The manuscript was, it appears, kept by a British soldier named Frederick Shaw, probably a junior N.C.O., serving in the allied columns marching on Paris in June and July of 1814. The opening word of the journal is missing thanks to a torn-out fragment, but is probably “6th”, as the text begins “March’d at day Break six Leagues to a small Village called Mongaion [Montguyon?] Alted that Night”, continues “7th Proceeded to Beabezue [Barbezieux-Saint-Hilaire?] A fine Large Town and pleasant situated 6 Leagues from Mongain”, on the “13th Marched to Poitier” and so on as they traverse France by foot.

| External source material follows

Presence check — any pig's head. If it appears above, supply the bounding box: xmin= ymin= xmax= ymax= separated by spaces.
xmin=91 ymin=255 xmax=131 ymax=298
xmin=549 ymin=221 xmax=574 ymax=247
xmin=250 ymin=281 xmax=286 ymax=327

Shaw describes the towns and villages through which they pass (most of which he pronounces “Beautiful” or “Pleasant”) and their reception (usually friendly) by the locals. He records a minor altercation in Tours, when “me and two more of my friends went into one of their cook shops to get something to eat they brought us a plate of giblets worth about one shilling to the best of my opinion.” Hunger prompts them to call for more, “which they brought we eat that and bread too and drank four bottles of beer and then called for the reckoning”, only to be brought a bill for “not less than nine shillings the beer at six pence per bottle. I told the woman I would take her to the Marie”. Eventually, however, “the Lady Reduced it to Six Shillings”. The confusion of armies on the march supplies some vignettes: near Montreuil, he sets off in the wake of the Sargeant Major to collect “billets” but goes many miles out of his way and is sent back by Lut. Col. Jenkinson, “Commandant of the Artillery of that collum”; the plan to halt at Abbeville is superseded by “ a fresh order for the whole of the German to proceed to Brussells on their way to Germany as we was informed that the Emperor of Austria would not suffer the allies to pass the Rhine”; and Shaw’s detachment, “being the only troops with the third collum was ordered to march the next morning to join the second collum which has been one days march in front all the way from Bourdeaux”

The final words of the manuscript are “that Night 6th Marched to Boulougne”, which, save for a torn page of accounts, are followed by blank pages – an expressive lapse into silence from a soldier on the ground contemplating an uncertain fate.